Photo: Functional Ecology
While the mob forages for food, one meerkat, called a sentry, will find a high point such as a termite mound and perch on its hind legs, scanning the sky and desert for predators like eagles, hawks, and jackals. A sentry that senses danger will let out a high-pitched squeal, sending the mob scrambling for cover. (The name “meerkat” is thought to be a corruption of the Afrikaans “mierkat” in reference to their favourite observation spot on top of an ant hill.)
Meerkats have a real hunger to succeed. In the race to the top of the breeding group they pig out to boost their own growth in response to a rival gaining weight. When a dominant female meerkat in a mob dies, typically her oldest, heaviest daughter will take her place as leader of the mob. But sometimes a younger sibling will outgrow her sister and then rivalry ensues. They settle who gets to be the new matriarch through an eating contest.
In the strict social hierarchy of meerkats, a dominant pair all but monopolises breeding responsibilities. Up and comers of both sexes can wait for years for the top spot to free up – and when the time comes, it’s usually the fattest meerkat that wins. Relatively few females will get the chance to breed, and the dominant female may even kill off any rival offspring that manage to slip through this hierarchy.
Just like many other animals, meerkats scent-mark their territory. They make a “paste” of secretions in scent pouches below their tails, which they rub on rocks and plants to mark their territory. The chemical signals found in the scent markers come from odour-producing bacteria that thrive in the secretions.
Don’t let their cute looks fool you. In fact, recent research shows that meerkats are the most murderous of all animal species – about 20% of meerkat deaths are actually murders. Meerkats can also be vicious when fighting over territories, and those conflicts can end in death.
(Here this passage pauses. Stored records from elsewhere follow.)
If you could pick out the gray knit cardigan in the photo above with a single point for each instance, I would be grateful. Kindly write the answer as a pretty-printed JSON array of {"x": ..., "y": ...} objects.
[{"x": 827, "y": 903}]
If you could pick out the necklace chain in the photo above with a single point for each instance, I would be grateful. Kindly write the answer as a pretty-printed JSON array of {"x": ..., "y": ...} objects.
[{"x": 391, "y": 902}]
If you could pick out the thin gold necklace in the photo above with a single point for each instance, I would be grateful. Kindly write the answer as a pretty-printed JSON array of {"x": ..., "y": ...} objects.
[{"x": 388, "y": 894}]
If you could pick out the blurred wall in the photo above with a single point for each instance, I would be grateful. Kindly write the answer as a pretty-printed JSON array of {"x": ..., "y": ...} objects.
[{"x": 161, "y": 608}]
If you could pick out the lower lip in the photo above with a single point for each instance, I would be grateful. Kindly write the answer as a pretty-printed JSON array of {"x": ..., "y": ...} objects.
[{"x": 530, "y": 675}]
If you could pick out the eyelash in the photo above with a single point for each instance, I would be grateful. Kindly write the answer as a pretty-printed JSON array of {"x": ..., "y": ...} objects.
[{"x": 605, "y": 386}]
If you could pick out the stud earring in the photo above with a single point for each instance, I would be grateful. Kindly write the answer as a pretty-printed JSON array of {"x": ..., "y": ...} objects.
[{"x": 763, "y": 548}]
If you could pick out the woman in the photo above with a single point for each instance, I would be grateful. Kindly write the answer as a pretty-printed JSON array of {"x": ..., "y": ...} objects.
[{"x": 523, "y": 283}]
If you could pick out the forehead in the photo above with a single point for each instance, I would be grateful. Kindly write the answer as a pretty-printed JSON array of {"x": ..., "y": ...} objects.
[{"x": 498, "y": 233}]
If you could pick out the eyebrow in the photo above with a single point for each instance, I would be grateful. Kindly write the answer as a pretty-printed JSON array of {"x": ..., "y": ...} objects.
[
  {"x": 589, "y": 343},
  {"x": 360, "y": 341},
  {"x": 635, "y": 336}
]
They will try to avoid fighting, usually with bluffing and aggressive posturing. Fortunately one mob will often psych out the other before any lethal fighting actually takes place. However when there’s no option but to go to war, both sides line up across a field and then race at each other, leaping with their tails straight up in the air and throwing out their back legs like bucking horses.
Meerkats are abundant throughout their range and are currently not considered threatened or endangered. However, recent research has shown that they are increasingly affected by climate change. In the Kalahari, air temperatures have steadily increased over the past two decades, with mean daily air temperature now 1.5°C higher.
Researchers have found that the amount of body mass that meerkat pups gain each day decreased as daily maximum air temperature increased. That decrease in daily mass gain occurred despite the adults feeding the pups more food items on hotter days.
Small meerkat pups exposed to high soil temperatures and heat from the sun can dehydrate rapidly. Dehydration in turn causes breakdown of muscle and reduces growth. Meerkats rarely drink, obtaining water through their diet instead. Continued increases in air temperature associated with climate change, as well as reduced or variable rainfall in the region, are likely to make it even harder for them to meet the demands of keeping cool and obtaining sufficient food.
It has now also been found that increased temperatures cause physiological stress, making meerkats more susceptible to endemic diseases, especially tuberculosis, which can wipe out an entire family (this also applies to other animals that are prone to TB).
Thus the greatest long-term threat to the cutest mob on earth is climate change, brought on by Homo sapiens’ overpopulation and rampant consumerism.